More important for personal protection is to dress properly – wear light-colored clothes so you can see ticks that grab on when you brush against vegetation where they cling. In tick habitat, such as fields with tall grass, it’s best to wear long pants and tuck them into socks to make it harder for them to get inside your clothes.

Finally, check yourself for ticks after coming back inside.

Even if a tick has already attached to a person, it takes 48 to 72 hours before the bacteria passes from it into the bloodstream. The tick should be pulled off with tweezers or tools such as a “tick spoon.” Don’t try to burn it off, cover it with Vaseline or perform any other trick – just pull it off.

Ticks can be killed by dropping them into a little alcohol or wrapping them in tissue and flushing them.

As with mosquitoes and black flies, dealing with ticks is just part of New Hampshire life.
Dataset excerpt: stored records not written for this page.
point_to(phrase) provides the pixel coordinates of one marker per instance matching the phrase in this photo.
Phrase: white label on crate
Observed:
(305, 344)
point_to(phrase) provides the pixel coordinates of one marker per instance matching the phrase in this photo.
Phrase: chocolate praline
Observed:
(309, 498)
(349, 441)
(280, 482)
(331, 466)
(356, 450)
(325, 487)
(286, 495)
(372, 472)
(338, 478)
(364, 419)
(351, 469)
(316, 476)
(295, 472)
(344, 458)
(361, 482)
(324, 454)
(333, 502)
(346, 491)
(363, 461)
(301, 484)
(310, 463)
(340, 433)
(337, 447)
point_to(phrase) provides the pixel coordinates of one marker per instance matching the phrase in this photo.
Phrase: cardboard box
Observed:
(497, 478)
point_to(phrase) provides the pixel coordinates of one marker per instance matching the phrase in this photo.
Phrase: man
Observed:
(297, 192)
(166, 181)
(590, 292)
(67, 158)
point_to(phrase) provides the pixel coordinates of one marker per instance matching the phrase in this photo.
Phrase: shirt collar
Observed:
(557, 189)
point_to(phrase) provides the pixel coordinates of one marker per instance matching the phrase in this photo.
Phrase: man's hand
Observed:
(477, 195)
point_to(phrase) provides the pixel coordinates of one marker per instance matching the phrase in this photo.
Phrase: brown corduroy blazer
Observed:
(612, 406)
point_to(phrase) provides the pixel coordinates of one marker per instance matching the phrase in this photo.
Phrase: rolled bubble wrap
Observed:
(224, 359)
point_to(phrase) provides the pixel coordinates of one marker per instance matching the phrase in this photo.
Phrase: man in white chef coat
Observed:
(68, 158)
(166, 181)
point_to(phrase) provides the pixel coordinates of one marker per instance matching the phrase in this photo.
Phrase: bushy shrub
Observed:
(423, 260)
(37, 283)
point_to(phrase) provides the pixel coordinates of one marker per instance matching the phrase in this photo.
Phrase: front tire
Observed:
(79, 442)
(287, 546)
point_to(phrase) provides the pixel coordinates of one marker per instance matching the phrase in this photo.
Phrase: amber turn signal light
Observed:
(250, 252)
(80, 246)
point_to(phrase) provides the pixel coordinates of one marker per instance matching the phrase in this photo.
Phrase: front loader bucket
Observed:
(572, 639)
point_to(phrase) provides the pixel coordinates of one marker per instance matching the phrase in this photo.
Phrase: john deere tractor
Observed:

“It’s not something to keep you from going outside and exploring and enjoying yourself,” Mathewson said. “It’s just to keep you aware.”

Hard to develop

It’s difficult to develop a vaccine against bacteria – which are bigger and more complex than a virus – that is transmitted to humans by insects.

Vaccines are much more likely to exist for diseases such as smallpox, which is transmitted directly by a virus, than diseases such as malaria, which is caused by a parasite transmitted by mosquitoes.

The bacteria that causes Lyme disease, a spirochete called Borrelia burgdorferi, has a complicated life cycle passing back and forth between mammal hosts that carry ticks – hereabouts, mostly deer and white-footed mice.

The most successful human vaccine, called
Lymerix, was developed by SmithKline Beecham. Interestingly, it didn’t tackle the bacteria inside people after they were infected. Instead, it created antibodies in humans’ blood that the ticks ingested when feeding, and those antibodies attacked the bacteria inside the tick, altering the proteins on its surface.

“It was an interesting way of trying to create a vaccine,” Mathewson said.

Robert Aronowitz, of the University of Pennsylvania, analyzed the history of the vaccine in a 2012 article titled “The Rise and Fall of the Lyme Disease Vaccines: A Cautionary Tale for Risk Interventions in American Medicine and Public Health,” published in Milbank Quarterly, a journal of public health.

Lymerix was approved by the Federal Drug Administration in 1998, but even during its development, there was controversy.

Advocacy groups have long maintained that mainstream medicine under-
diagnosed Lyme disease and refused to accept patient reports of long-term, serious neurological, rheumatological and other symptoms, even dismissing the disease as “yuppie flu.”

Most notably, advocacy groups believe Lyme disease can persist for years, requiring continued antibiotic use. Mainstream medicine says these case involve misdiagnosis, and that long-term antibiotic use does more harm than good, hiding other ailments and leading to drug-resistant bacteria.

Most medical societies frown on, or even forbid, long-term antibiotic regimes for people claiming to have chronic Lyme, but advocates have been able to convince many state legislatures to overrule that constraint.

New Hampshire lawmakers did that in 2011.

After Lymerix came on the market, advocates complained it caused joint inflammation and other side effects – a claim largely disputed by mainstream medicine – and some lawsuits resulted. SmithKline Beecham, citing poor sales, withdrew the drug in 2002.

Dog vaccine

No similar controversy has arisen over canine vaccines, which operate in much the same way as Lymerix. A couple types of vaccine are now prescribed by veterinarians.

That’s necessary because many dogs in New Hampshire that go outside – perhaps most of them – have been infected by the bacteria that causes Lyme disease, even though relatively few show any symptoms.

This is known because dogs regularly get a “snap test” that looks for Lyme disease along with a number of other diseases, such as heartworm.

No such test is given regularly to people in doctors’ offices, however, so it’s unknown whether Lyme bacteria infection is also prevalent within the state’s human population. Generally, people are tested for Lyme only after they show symptoms.

It’s possible that in people, as in dogs, many individuals have been infected via tick bites but don’t get sick, for some reason.